Liver metastases[edit | edit source]

Liver metastases of pancreatic cancer
CT of liver and spleen metastases






Metastases cause up to 90% of liver malignancies. In 20% they are metastases from gastric cancer , 25% from colons, in 50% they are metastases from pancreatic cancer. In solitary and innumerable (up to 3) there is an indication of anatomical and non-anatomical resection (mainly in colorectal cancer ).

Liver cancer therapy[edit | edit source]

Conservative[edit | edit source]

  • cholecystectomy (prophylaxis of toxic cholecystitis), gastroduodenal probing and catheter insertion,
  • discontinuation of contraception or estrogen preparations in adenoma if the adenoma does not subside → surgery,
  • multiple liver metastases are treated with local intraarterial CHT (via hepatic artery ) by subcutaneously implanted port system for 14 days, the treatment has only a minimal systemic effect.

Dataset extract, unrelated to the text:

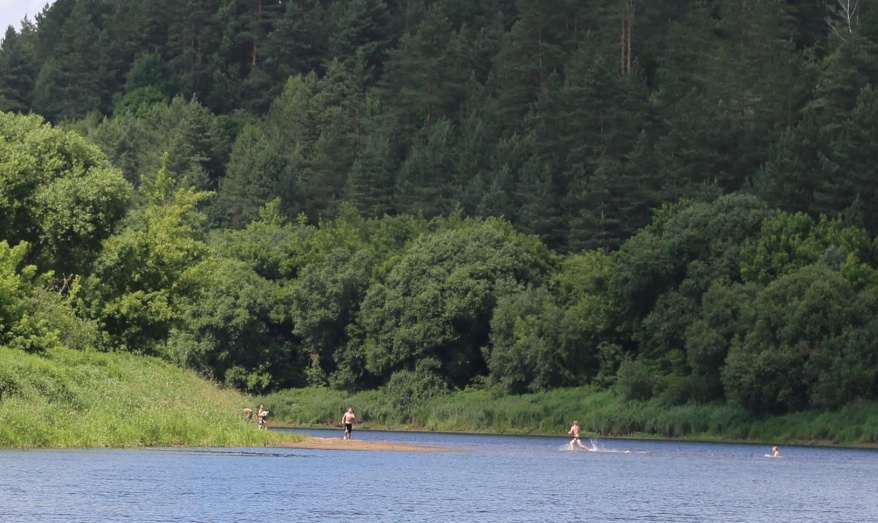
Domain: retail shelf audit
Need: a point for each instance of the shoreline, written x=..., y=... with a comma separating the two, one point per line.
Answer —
x=314, y=443
x=815, y=443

Surgical[edit | edit source]

Surgical treatment is indicated for benign tumors (adenomas, bleeding tumors or large hemangiomas) and some malignancies. The tumor must be bounded to one lobe (T1 – T3).

Surgery is the only treatment option, only 20% of patients are curatively operable (late onset of symptoms).

We use the following approaches:

  • transverse or medial laparotomy, or incision along the arch,
  • hemihepatectomy - is oriented in the line vena cava - gallbladder,
  • extended hemihepatectomy on the right - according to the ligamentum falciforme hepatis,
  • resection of the liver lobe on the left - left lobe up to the lig. falciforme,
  • peripheral resection.
Liver metastases

Peripheral resection without orientation according to anatomical structures. The ultima ratio indicates liver transplantation in hepatocellular carcinoma if it has not yet metastasized.

Links[edit | edit source]

related articles[edit | edit source]

Zdroj[edit | edit source]

  • Ledvina, Miroslav. Biochemie pro studijící medicíny. 2. vydání. Praha : Karolinum, 2009. 548 s. s. 85-90. ISBN 978-80-246-1414-4.

Reference[edit | edit source]

References[edit | edit source]

  • Ledvina, Miroslav. Biochemie pro studijící medicíny. 2. vydání. Praha : Karolinum, 2009. 548 s. s. 85-90. ISBN 978-80-246-1414-4.